Discussion Zen 5 Speculation (EPYC Turin and Strix Point/Granite Ridge - Ryzen 9000)

DisEnchantment · Sep 29, 2022

Speculate at will

igor_kavinski · Dec 27, 2024

Joe NYC said:
I think the reason people want the 2 V-Cache configuration is because it would be a non-brainer for gaming, would likely beat 9800x3d in pretty much all cases (if the clock speed was just a little higher).

Dual CCD V-cache even 9900X3D with SMT off has a better chance of beating the 9800X3D due to more cache available to all threads. Turning SMT off on 9800X3D may tank performance for some games relying on more than 8 threads.

igor_kavinski · Dec 27, 2024

AMD needs to do something like Intel APO where they create specific profiles for games to pin their cache hungry threads to the V-cache CCD at all times and ensure that no such thread is allowed to be scheduled on the non-V-cache CCD.

Or just give people what they want (dual V-cache CCDs) and then they don't have to bother wasting time profiling every popular game under the sun and keep doing it for every new game.

coercitiv · Dec 27, 2024

I'm with @gdansk on this one: dual V-cache is very tempting from a convenience PoV only as long as we ignore the dual-CCD nature of the product. The single V-cache die problem only makes the dual-CCD problem more obvious. It would be nice if they came up with a more robust software solution than the MS Game Bar "collab".

igor_kavinski · Dec 27, 2024

coercitiv said:
It would be nice if they came up with a more robust software solution than the MS Game Bar "collab".

Maybe once they are done with AI...

I wonder if this utility can be modified to keep threads on the V-cache cores: https://forums.anandtech.com/threads/raptor-lake-official-thread.2599551/post-41361559

MS_AT · Dec 27, 2024

igor_kavinski said:
AMD needs to do something like Intel APO where they create specific profiles for games to pin their cache hungry threads to the V-cache CCD at all times and ensure that no such thread is allowed to be scheduled on the non-V-cache CCD.

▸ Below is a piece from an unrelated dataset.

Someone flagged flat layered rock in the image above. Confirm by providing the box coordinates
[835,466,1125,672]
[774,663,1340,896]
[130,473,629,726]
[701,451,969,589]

Rather game developers need to stop pretending that hybrid CPUs do not exist. Every OS side solution will have some short-comings. APO requires that Intel maintains it, so it will always lag behind. Likewise for game-bar. If the games are CPU-aware they will be able to handle the scheduling correctly, as I think Windows already is exposing all relevant APIs.

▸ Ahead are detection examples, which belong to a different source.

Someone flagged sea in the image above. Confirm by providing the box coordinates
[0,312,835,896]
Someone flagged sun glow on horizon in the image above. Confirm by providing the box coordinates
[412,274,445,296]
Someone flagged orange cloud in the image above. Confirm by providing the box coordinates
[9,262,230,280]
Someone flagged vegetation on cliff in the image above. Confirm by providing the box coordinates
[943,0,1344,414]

igor_kavinski · Dec 27, 2024

MS_AT said:
Rather game developers need to stop pretending that hybrid CPUs do not exist.

I think AMD's game bar solution and Intel's APO are tacit admissions from both companies that they can't do anything about game developers' coding habits.

DrMrLordX · Dec 27, 2024

MS_AT said:
Rather game developers need to stop pretending that hybrid CPUs do not exist.

But not everyone has CPUs with heterogeneous core configurations. Plus do mobile developers need to worry about heterogeneous core configurations? Those have been omnipresent in the mobile space for years now. It seems like mobile ARM platforms handle such configurations better than do Windows desktops.

Win2012R2 · Dec 27, 2024

Joe NYC said:
I think the reason people want the 2 V-Cache configuration is because it would be a non-brainer for gaming, would likely beat 9800x3d in pretty much all cases (if the clock speed was just a little higher).

It's great for work too! Some workloads LOVE cache, this can increase perf way more than 5% extra frequency (which costs lots of extra power).

MS_AT · Dec 27, 2024

igor_kavinski said:
I think AMD's game bar solution and Intel's APO are tacit admissions from both companies that they can't do anything about game developers' coding habits.

They can do, it's called money, I guess this is what nVidia is using by offering software engineering support😉

DrMrLordX said:
Plus do mobile developers need to worry about heterogeneous core configurations?

I would imagine they are using the more powerful cluster to run the games, and ignore the A5xx cores all together. Unless A5xx is all there is, but I am not familiar enough with android to offer anything but a guess.

DrMrLordX · Dec 27, 2024

MS_AT said:
I would imagine they are using the more powerful cluster to run the games, and ignore the A5xx cores all together. Unless A5xx is all there is, but I am not familiar enough with android to offer anything but a guess.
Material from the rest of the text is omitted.